The Moldovan government's priorities will immediately run into opposition from Russia, which sees its geopolitical interests threatened by increasing economic cooperation with the West. Russia knows that overly supporting the losing socialist and communist bloc in Moldova’s parliament is a questionable long-term strategy, and risks unnecessarily provoking tensions with Chisinau in the near term. Following initial contacts, Moscow will tune its strategy with Moldova as its new government’s true priorities — and ability to accomplish them — become clearer. Moscow's rhetoric toward Moldova is likely to be more subdued than toward other ex-Soviet states like Ukraine, Belarus or Georgia, where pro-European rhetoric is aggressively pushed back against. Pro-European governments in Ukraine, Belarus and Georgia are given little respect because their shared borders with Russia make the coercive threat of Russian hard power very real, which Russia has demonstrated repeatedly in recent years. Instead, Russian conduct and rhetoric toward Moldova are more likely to mimic that toward Armenia, another small nation with which Russia does not share a border. Russia exercised significant restraint in its approach to Armenia after the country elected a pro-Western government in 2018 on an anti-corruption agenda targeting Russian influence. In Moldova, Russia is similarly likely to outwardly insist that it will not obstruct the new government’s domestic agenda so long as Moscow’s interests are respected.

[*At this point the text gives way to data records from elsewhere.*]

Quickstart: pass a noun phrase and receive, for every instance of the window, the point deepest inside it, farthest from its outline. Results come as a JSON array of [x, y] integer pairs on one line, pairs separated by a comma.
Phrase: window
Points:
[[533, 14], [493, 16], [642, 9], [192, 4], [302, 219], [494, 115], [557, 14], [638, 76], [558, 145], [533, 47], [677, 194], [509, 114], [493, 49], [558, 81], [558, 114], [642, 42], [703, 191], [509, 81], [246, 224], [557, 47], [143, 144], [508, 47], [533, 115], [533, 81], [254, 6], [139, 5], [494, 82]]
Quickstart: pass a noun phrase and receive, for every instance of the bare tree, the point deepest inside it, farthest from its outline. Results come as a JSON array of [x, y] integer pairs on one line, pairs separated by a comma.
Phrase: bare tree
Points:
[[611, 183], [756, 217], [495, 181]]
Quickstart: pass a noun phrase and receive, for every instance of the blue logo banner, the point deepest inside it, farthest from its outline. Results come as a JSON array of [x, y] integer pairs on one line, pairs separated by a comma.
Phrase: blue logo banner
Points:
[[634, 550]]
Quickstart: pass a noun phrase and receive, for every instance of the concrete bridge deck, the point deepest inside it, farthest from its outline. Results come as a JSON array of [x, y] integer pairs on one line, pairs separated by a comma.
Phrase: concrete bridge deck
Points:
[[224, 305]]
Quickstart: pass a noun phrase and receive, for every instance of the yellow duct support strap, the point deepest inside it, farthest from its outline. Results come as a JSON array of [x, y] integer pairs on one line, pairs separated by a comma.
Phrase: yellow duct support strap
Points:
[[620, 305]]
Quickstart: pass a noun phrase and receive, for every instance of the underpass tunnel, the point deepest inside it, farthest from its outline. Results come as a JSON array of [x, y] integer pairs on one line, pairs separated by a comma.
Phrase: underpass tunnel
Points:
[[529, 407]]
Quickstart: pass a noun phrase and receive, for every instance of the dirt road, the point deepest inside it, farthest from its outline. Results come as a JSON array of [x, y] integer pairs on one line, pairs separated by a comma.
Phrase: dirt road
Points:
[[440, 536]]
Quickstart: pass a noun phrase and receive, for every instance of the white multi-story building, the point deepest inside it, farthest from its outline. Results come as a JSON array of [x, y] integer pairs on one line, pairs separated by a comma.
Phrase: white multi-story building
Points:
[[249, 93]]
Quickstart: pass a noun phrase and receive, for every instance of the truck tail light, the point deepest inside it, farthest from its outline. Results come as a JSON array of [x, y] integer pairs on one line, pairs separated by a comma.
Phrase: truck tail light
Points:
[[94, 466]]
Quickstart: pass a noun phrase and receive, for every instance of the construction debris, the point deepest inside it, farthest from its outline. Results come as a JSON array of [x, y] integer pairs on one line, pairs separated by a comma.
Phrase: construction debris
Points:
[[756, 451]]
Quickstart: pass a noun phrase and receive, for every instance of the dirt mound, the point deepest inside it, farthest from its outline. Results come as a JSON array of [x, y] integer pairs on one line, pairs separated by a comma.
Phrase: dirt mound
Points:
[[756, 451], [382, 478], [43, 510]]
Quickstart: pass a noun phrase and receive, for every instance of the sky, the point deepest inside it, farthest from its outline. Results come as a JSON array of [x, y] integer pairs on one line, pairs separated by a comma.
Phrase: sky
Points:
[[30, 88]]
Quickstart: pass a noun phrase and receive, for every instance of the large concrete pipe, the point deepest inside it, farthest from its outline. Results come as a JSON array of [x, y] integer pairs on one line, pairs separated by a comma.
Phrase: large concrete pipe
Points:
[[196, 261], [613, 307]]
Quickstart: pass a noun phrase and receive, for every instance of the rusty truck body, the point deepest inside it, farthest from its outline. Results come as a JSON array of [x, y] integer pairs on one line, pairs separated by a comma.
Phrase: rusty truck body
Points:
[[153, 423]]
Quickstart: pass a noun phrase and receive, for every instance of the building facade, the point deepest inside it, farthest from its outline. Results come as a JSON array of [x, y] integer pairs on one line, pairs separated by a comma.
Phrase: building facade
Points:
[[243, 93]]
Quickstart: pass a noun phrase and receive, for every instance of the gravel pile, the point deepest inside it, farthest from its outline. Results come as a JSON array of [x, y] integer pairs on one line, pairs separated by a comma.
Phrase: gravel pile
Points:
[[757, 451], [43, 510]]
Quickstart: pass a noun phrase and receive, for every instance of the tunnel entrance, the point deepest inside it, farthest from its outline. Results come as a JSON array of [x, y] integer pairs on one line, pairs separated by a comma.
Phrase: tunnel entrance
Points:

Russia is unlikely to completely forgo attempts to undermine the Moldovan government, as its domestic reform priorities invariably entail a slow but irreversible waning of Russia’s influence in the country. Anti-corruption reforms and European integration will directly affect economic ties to Russia. For this reason, Russia will likely continue to support behind the scenes steps to undermine Sandu and her government through political intrigue and economic levers — hoping that a wave of disappointment following the failure of reforms to pass or have significant impact will allow Russia to reassert its traditional influence over the country in a few years. But Russia will still strive to keep those efforts out of the public eye.
For the first time in decades, the Moldovan government could finally be in a position to work with Ukraine to resolve the frozen conflict in Transdniestria, but it is unlikely to do so for fear of Russian retaliation. Moldova will be enticed to work with the friendly government in Ukraine to pressure the predominantly Russian-speaking breakaway region of Transdniestria, which declared independence from Moldova after the Soviet Union collapsed in 1991. Sandu has promised to cooperate with the Ukrainian government to curb smuggling and organized crime activity that occurs along the unofficial Transdniestria border. With a supportive majority in parliament, she now has the domestic power to follow through on that pledge. Sandu’s nascent government, however, will likely ultimately determine that doing so is not worth provoking Russia, which still has the ability to undermine Moldova both politically and economically.
- Transdniestria won its autonomy with the help of the Russian military after waging a civil war in 1992. The region has since remained effectively independent from Moldova.
- Around 220,000 people, or about two-thirds of the citizens living in Transdniestria, hold Russian passports, which Russia uses to justify its control over the Transdniestrian dispute. Russia maintains a peacekeeping force of about 1,500 soldiers in the breakaway state to preserve the status quo.